One of the most intriguing transcript families embedded in the subtelomere repeat region is one predicted to encode odorant receptors [
35,
41], in subtelomere-specific duplicon block 2 (Table ). The highly variable dosage and polymorphic distribution of these genes in humans reflect a recent and evolutionarily rapid expansion of this gene family. Subtelomeric duplicon regions of yeast, Plasmodium, and trypanosomes are each associated with rapid duplication and generation of functional diversity in their embedded genes (discussed in [
10]), and it is intriguing to speculate that similar mechanisms are active in human evolution. A very interesting transcript family of unknown function (CXYorf1-related) is embedded in subterminal duplicon block C (Table ); many of these transcripts are predicted to encode variants of an evolutionarily conserved open reading frame with one copy in the mouse genome [
44]. This transcript family varies widely in both dosage and telomere distribution in individual genomes, and usually terminates less than 5 kb from the start of the terminal (TTAGGG)n tract; thus, individual telomeric transcription sites for this family might be differentially susceptible to position effects depending on local telomeric chromatin/heterochromatin status and on chromosome-specific telomere lengths.

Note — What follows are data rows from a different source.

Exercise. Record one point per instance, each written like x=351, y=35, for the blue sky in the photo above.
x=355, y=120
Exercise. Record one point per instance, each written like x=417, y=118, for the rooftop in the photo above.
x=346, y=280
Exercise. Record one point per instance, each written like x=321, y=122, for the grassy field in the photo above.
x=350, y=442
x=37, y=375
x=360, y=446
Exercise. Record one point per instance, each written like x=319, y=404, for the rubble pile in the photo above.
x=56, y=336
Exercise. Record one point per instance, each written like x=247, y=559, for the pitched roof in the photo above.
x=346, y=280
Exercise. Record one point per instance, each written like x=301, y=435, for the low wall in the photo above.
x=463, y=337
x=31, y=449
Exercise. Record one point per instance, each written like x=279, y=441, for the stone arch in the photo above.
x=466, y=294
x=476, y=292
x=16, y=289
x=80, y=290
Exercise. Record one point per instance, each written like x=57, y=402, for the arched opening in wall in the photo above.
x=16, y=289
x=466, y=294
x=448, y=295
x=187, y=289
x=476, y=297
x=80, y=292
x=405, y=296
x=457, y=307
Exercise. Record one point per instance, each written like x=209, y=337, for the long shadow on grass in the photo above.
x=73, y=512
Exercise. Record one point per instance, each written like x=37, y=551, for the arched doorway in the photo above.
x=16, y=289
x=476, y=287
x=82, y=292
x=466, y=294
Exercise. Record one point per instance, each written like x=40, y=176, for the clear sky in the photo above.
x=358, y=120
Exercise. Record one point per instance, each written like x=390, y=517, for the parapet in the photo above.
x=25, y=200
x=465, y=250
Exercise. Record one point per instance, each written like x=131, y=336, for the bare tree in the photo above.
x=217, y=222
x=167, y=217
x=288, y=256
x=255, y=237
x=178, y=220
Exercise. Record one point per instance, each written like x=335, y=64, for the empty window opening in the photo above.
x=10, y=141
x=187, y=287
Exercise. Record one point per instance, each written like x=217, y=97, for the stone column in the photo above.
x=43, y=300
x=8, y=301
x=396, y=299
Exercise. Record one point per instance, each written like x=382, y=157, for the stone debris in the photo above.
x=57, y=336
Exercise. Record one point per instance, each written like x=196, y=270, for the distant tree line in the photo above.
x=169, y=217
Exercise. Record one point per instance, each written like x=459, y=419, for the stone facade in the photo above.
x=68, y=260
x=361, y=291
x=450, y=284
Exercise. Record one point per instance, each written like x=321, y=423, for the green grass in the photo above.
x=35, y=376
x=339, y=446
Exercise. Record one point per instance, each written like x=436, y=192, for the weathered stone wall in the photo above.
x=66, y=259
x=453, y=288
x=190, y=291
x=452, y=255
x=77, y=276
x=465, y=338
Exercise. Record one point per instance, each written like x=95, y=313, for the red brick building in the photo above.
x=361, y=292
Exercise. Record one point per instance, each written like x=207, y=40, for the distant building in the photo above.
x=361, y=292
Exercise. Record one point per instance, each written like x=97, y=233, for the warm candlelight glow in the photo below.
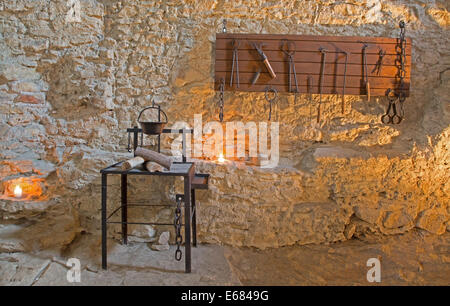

From our analysis, it is clear that most subterminal duplicon sequences are more divergent than the large duplicons that exist more centromerically, both in nucleotide sequence similarity and in sequence organization. This divergence might be exploited to develop subterminal allele-specific PCR assays to track some of these sequences genetically in the context of total genomic DNA. For both the highly similar and the more divergent duplicon families, coupling quantitative PCR assays designed to amplify sequences across these regions with new bead-based single molecule characterization and sequencing methods [
45,
46] might provide an extremely powerful means for determining both the copy number and a global set of short-range subtelomere haplotypes within an individual genome. Thus, subtelomere variation might be linked with phenotypes at this level. Extending these global short-range sequence haplotypes into longer-range subtelomere allele haplotypes will be more challenging, and may require the isolation, detailed characterization, and perhaps complete sequencing of many additional variant subtelomere alleles.